The magnesium frame of the Surface

The 10.6in. HD display means that the Surface is a device that's going to work best in landscape mode. Metro-style applications don't work well in portrait mode. Landscape also makes sense for watching movies, and there's a flip-out stand that'll let you watch content without having to hold the tablet all the time. The stand is surprisingly rigid for something so thin, and the 'thunk' as it snaps back into place is reassuringly solid. Microsoft told us that it was meant to resemble the sound of an expensive car door closing…

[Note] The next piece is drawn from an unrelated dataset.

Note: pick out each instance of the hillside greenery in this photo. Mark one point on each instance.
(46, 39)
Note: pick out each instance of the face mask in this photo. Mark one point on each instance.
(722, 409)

Keyboard and Surface together

The most innovative feature of the Surface are the two keyboard covers. Both work with either the ARM or x86 versions of the hardware, and have magnetic connectors that both secure the covers and make them easy to fit. If you're using the coloured TouchCover the Metro theme will change colour to match. The TouchCover builds on Microsoft's work on capacitive sensor keyboards, and is pressure sensitive — so won't respond to random touches or a hand resting on the keys. There's also an integral trackpad, although Microsoft wouldn't tell us if it would support Windows 8's trackpad gestures. We weren't able to try out typing with the TouchCover, but we did get a chance to try out the more traditional TypeCover, with switch-based keys. Microsoft has given both keyboards a soft fleece-style feel that makes it easier to grip the tablet and less likely to slip on a desk.

The Surface keyboards

Microsoft is proud of its VaporMG production process for the case, which uses injection moulding techniques to deliver surprisingly high tolerances. We got to inspect some sample case components, and saw a vapor-deposition-treated rear panel. The components are light and extremely rigid — so light that we suspect that the screen and the battery count for much of the Surface's weight.

Surfaces of all different colours — thanks to their keyboards

This, then, is Microsoft's shot across the bows of the PC hardware industry. Surface is giving it fair warning: if PC OEMs don't deliver high-quality hardware that takes full advantage of Windows 8's capabilities, then Microsoft will do it for them. With distribution limited to Microsoft's online and physical stores, this isn't going to be a billion-dollar business — yet. However, Surface sets a high bar for the PC industry, and it's up to the OEMs to jump. Until then, if you're looking for a Windows 8 PC, then Surface is going to be very high on your shopping list — even if it means hopping on a plane to the US.